Which Character Set to Specify (UTF-8 or ISO-8859-1) in ASP.NET Pages?

  • Thread starter Thread starter Jordan S.
  • Start date Start date
J

Jordan S.

I have observed that there are a couple of character sets that are
frequently specified in the meta tags. From my cursory review of public Web
sites, it appears that the character set is either UTF-8 or ISO-8859-1

I am wondering what is the importance of this meta tag, and what are the
important implications of specifying one character set over the other in
ASP.NET pages? What does it matter to the server, if anything? What does it
matter to the browser, if anything?

FWIW: Here is what I have observed from different Web sites:

<meta http-equiv="Content-Type" content="text/html; charset=utf-8" >
CodeProject.com

<META HTTP-EQUIV="Content-Type" CONTENT="text/html; charset=iso-8859-1" />
NBA.COM

<meta http-equiv="Content-Type" content="text/html; charset=utf-8" />
ASP.NET

<meta http-equiv="Content-Type" content="text/html; charset=utf-8" />
microsoft.com

<meta http-equiv="Content-Type" content="text/html; charset=ISO-8859-1" />
redhat.com

<meta http-equiv="Content-Type" content="text/html; charset=utf-8" />
projectseven.com

<meta http-equiv="Content-Type" content="text/html; charset=utf-8">
oracle.com

<meta http-equiv="content-type" content="text/html; charset=UTF-8">
sun.com

<meta http-equiv="Content-Type" content="text/html; charset=utf-8" />
wikipedia.org

<meta http-equiv="Content-Type" content="text/html; charset=iso-8859-1">
amamotocross.com

<meta http-equiv="content-type" content="text/html; charset=iso-8859-1">
bankofamerica.com


Thanks!
 
Hi Jordan,
The character sets are primarily used to let the browser know the encoding
type that has been used for the web page being rendered. If it is not
specified then the browsers use the reader's preferred encoding when there is
no explicit charset parameter.

regards,
Joy
 
I have observed that there are a couple of character sets that are
frequently specified in the meta tags. From my cursory review of public Web
sites, it appears that the character set is either UTF-8 or ISO-8859-1

I am wondering what is the importance of this meta tag, and what are the
important implications of specifying one character set over the other in
ASP.NET pages? What does it matter to the server, if anything? What does it
matter to the browser, if anything?

Very short answer: that meta tells the browser what the encoding of the web
page is. If the browser gets the code page wrong, some characters will
apear damaged.

ISO-8859-1 can only be used for western-european languages, but even there is
lacking (no copyright, trademark, smart quotes, m-dash, n-dash, etc.)
(it is possible to use any character in a ISO-8859-1 page by using html
entities, some of them symbolic (think &copy;), some with Unicode values
(think ᦍ))

UTF-8 can support any language, no problems. Recently utf-8 passed 50% for
all the web pages: http://news.cnet.com/8301-13580_3-9936329-39.html

In the ASP.NET world, everything is Unicode. In the Windows
NT/2000/Vista/XP/2003 world, everything is Unicode again.
So going thru a iso-8859-1 has a performace penalty both on server side,
and on client side. Plus risk of corrupted characters.

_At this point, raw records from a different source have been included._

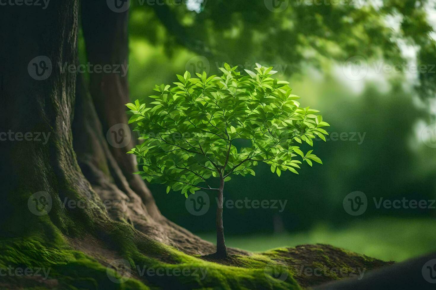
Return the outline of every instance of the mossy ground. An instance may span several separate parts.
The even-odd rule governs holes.
[[[115,231],[111,235],[129,236],[122,234]],[[92,237],[63,240],[60,245],[59,240],[50,244],[36,237],[0,240],[0,269],[50,270],[47,279],[44,275],[2,277],[0,288],[297,290],[342,278],[331,271],[335,267],[344,269],[346,276],[356,267],[368,271],[390,263],[324,245],[234,255],[216,263],[151,239],[128,239],[116,250]],[[320,273],[308,274],[301,269],[320,269]]]

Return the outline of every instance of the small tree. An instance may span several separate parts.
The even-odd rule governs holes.
[[[272,67],[256,64],[257,73],[248,75],[225,63],[221,77],[205,73],[191,78],[188,72],[177,75],[175,86],[156,85],[158,92],[146,107],[137,100],[126,105],[139,132],[140,145],[129,153],[139,157],[144,179],[181,190],[187,197],[203,190],[218,194],[216,213],[217,257],[227,257],[222,223],[224,184],[233,174],[255,175],[259,162],[271,166],[280,176],[289,170],[298,174],[301,161],[312,166],[322,163],[310,150],[305,154],[296,143],[312,146],[317,135],[325,141],[319,111],[301,108],[286,81],[271,76]],[[238,149],[238,139],[249,144]],[[219,180],[215,188],[211,177]]]

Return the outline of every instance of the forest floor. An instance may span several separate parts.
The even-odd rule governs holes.
[[[30,239],[0,240],[0,269],[11,267],[13,273],[2,277],[0,289],[296,290],[361,278],[394,263],[324,244],[212,261],[151,239],[145,239],[141,248],[146,253],[115,251],[92,237],[65,242],[65,247],[56,248]],[[19,269],[39,269],[47,275],[18,275]]]

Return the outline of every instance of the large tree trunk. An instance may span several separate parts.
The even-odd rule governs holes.
[[[104,1],[83,1],[82,26],[88,60],[92,65],[127,67],[128,12],[114,12]],[[213,252],[212,244],[163,217],[140,176],[133,174],[137,171],[136,160],[126,154],[135,144],[135,137],[129,133],[127,125],[124,106],[130,101],[126,75],[92,73],[90,98],[82,80],[78,85],[77,105],[81,109],[75,117],[74,148],[84,174],[102,200],[123,201],[124,206],[108,209],[111,217],[181,250]],[[119,146],[112,138],[118,137],[116,133],[120,128],[127,138],[131,138]],[[91,134],[85,133],[90,131]]]
[[[89,61],[126,65],[127,12],[113,12],[106,1],[82,6]],[[113,226],[112,220],[187,253],[213,252],[213,244],[163,217],[142,180],[133,174],[136,161],[126,152],[134,144],[133,137],[120,148],[106,138],[113,126],[127,124],[126,77],[95,72],[88,85],[81,74],[62,69],[78,64],[78,6],[77,0],[63,0],[45,9],[1,9],[0,132],[19,132],[0,143],[2,236],[54,236],[53,224],[71,237],[98,235]],[[50,67],[51,73],[45,70]],[[41,141],[16,140],[41,132]],[[43,136],[49,137],[46,142]],[[48,201],[48,215],[32,213]],[[68,206],[72,201],[75,205]]]

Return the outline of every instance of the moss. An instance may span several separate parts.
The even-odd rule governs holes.
[[[129,225],[104,219],[95,221],[98,227],[89,230],[94,234],[92,238],[102,244],[102,249],[113,250],[116,257],[104,257],[98,249],[89,252],[92,257],[71,250],[55,227],[51,236],[56,237],[52,242],[41,235],[1,240],[0,268],[51,270],[46,280],[9,277],[8,285],[29,289],[42,283],[45,289],[299,290],[342,278],[332,272],[333,267],[343,269],[346,275],[354,267],[369,270],[386,264],[341,249],[316,245],[277,248],[249,257],[234,255],[224,265],[184,253],[138,234]],[[90,239],[85,238],[82,243]],[[116,263],[107,267],[119,258],[127,261],[126,270]],[[319,275],[313,274],[315,269]],[[307,270],[312,273],[308,275]]]

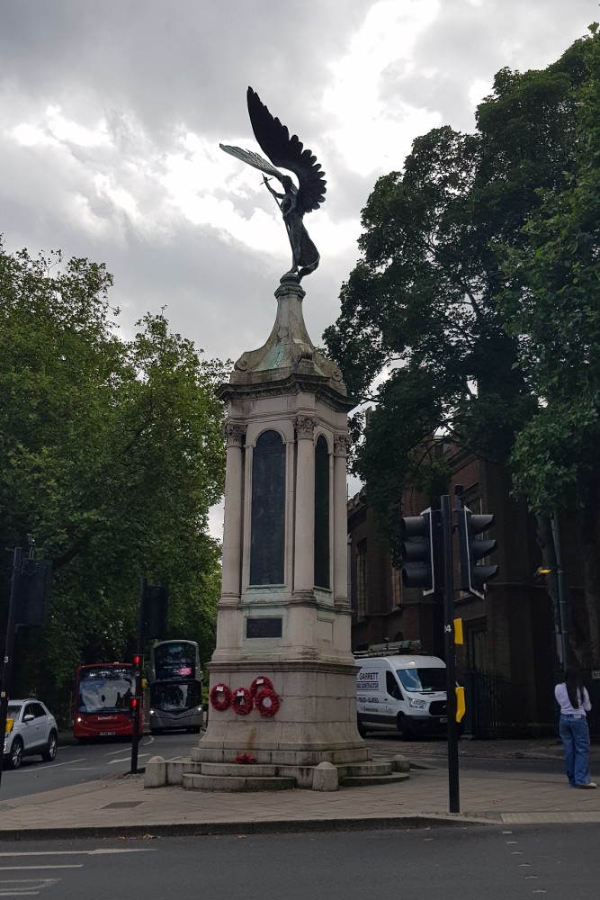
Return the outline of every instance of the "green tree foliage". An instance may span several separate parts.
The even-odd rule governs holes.
[[[117,333],[103,266],[0,246],[0,588],[32,536],[53,560],[46,626],[20,635],[16,683],[49,701],[76,664],[122,658],[143,575],[169,590],[173,636],[214,642],[222,496],[218,361],[147,315]]]
[[[502,69],[478,109],[476,132],[459,134],[446,127],[417,139],[403,169],[377,182],[363,210],[362,257],[342,288],[341,315],[324,338],[356,399],[375,403],[363,434],[360,416],[354,421],[354,435],[361,436],[353,464],[381,516],[419,470],[423,484],[429,474],[432,492],[437,490],[443,476],[435,453],[440,435],[479,457],[510,461],[532,509],[547,511],[551,505],[547,494],[541,502],[551,465],[546,464],[545,487],[540,483],[530,490],[524,450],[534,428],[543,481],[542,423],[550,428],[551,413],[540,406],[547,391],[531,370],[542,361],[541,348],[551,347],[542,318],[536,347],[528,337],[532,328],[518,315],[511,326],[525,284],[515,266],[526,271],[524,261],[532,252],[541,264],[548,219],[559,212],[551,210],[549,198],[564,213],[564,193],[570,195],[576,184],[583,189],[581,158],[589,155],[589,132],[597,128],[590,63],[595,40],[577,41],[543,71]],[[591,203],[597,185],[590,182],[588,188]],[[574,242],[594,234],[595,216],[597,228],[597,208],[588,205],[586,220],[576,221],[583,212],[576,212],[575,194],[569,202],[573,252]],[[509,259],[516,260],[512,271],[506,268]],[[545,317],[561,274],[557,260],[551,287],[546,273],[536,271],[538,288],[547,285],[549,291]],[[583,335],[583,296],[597,310],[595,277],[597,271],[589,273],[585,284],[579,282],[578,299],[571,291],[562,309],[555,307],[560,329],[570,333],[569,319],[574,317]],[[507,278],[510,299],[505,295]],[[533,308],[533,284],[527,289]],[[565,337],[555,358],[558,379]],[[597,343],[596,347],[597,356]],[[583,373],[571,381],[569,410],[560,416],[553,441],[557,454],[569,454],[567,490],[578,480],[580,467],[590,467],[587,426],[597,418],[597,407],[594,411],[577,386],[583,381]],[[587,436],[579,433],[566,446],[564,438],[579,424]],[[429,472],[425,465],[424,472],[430,461],[434,464]],[[564,501],[564,492],[561,497]]]
[[[539,192],[507,253],[499,301],[519,364],[539,398],[516,436],[515,483],[538,514],[575,515],[580,526],[592,660],[600,659],[600,36],[586,44],[588,76],[563,182]]]

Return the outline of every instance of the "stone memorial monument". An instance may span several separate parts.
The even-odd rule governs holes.
[[[275,291],[266,343],[244,353],[220,388],[227,402],[222,589],[208,725],[193,760],[270,764],[291,773],[369,758],[356,729],[347,598],[346,440],[354,404],[302,315],[300,281],[319,261],[303,218],[325,199],[324,173],[252,88],[247,104],[269,158],[220,146],[263,171],[292,263]],[[298,186],[278,166],[296,176]]]

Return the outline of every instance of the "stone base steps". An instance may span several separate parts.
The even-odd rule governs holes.
[[[348,775],[340,780],[340,788],[363,788],[366,785],[391,785],[406,781],[410,776],[400,772],[390,775]]]
[[[186,790],[219,790],[237,793],[250,790],[292,790],[295,778],[257,775],[184,775]]]
[[[144,784],[160,788],[181,785],[187,790],[263,791],[337,790],[365,785],[395,784],[408,777],[410,764],[404,757],[376,762],[347,762],[337,766],[289,766],[266,763],[201,762],[192,759],[165,760],[154,757],[146,766]]]

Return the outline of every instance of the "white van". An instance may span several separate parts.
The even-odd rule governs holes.
[[[398,728],[405,741],[448,724],[446,664],[437,656],[398,654],[356,661],[356,715],[362,737]]]

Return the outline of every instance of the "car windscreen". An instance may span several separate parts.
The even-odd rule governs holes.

At this time and age, there is no good reason to stay with iso-8859-1, unless
you are forced for some bad legacy stuff (and even there, you should consider
going unicode and converting "at the edge").

And you will be happy with the decision when marketing will come with the
first request for a language not supported by iso-8859-1 :-)
 
For both redhat.com and amamotocross.com the server HTTP header response
declare Content-Type to be "text/html; charset=UTF-8"
That overrides the meta in the page (according to the web standards)
(In my opinion bad standard idea. Why the web server administrator
at some ISP should have the power to override what I declare in my
file about my file, I don't know!)


As for bankofamerica.com and NBA.COM, they are both clearly American,
and clearly non-technical. I would say "they don't care, and don't have a
clue"

And same for the ones that are inconsistent between the server and the page.
Their stuff works "by mistake" :-)
 
Mihai N. said:
For both redhat.com and amamotocross.com the server HTTP header response
declare Content-Type to be "text/html; charset=UTF-8"
That overrides the meta in the page (according to the web standards)
(In my opinion bad standard idea. Why the web server administrator
at some ISP should have the power to override what I declare in my
file about my file, I don't know!)


I don't agree. The purpose of a HTTP-EQUIV meta tag is to substitute for
the header when the resource is being loaded from a non-HTTP source.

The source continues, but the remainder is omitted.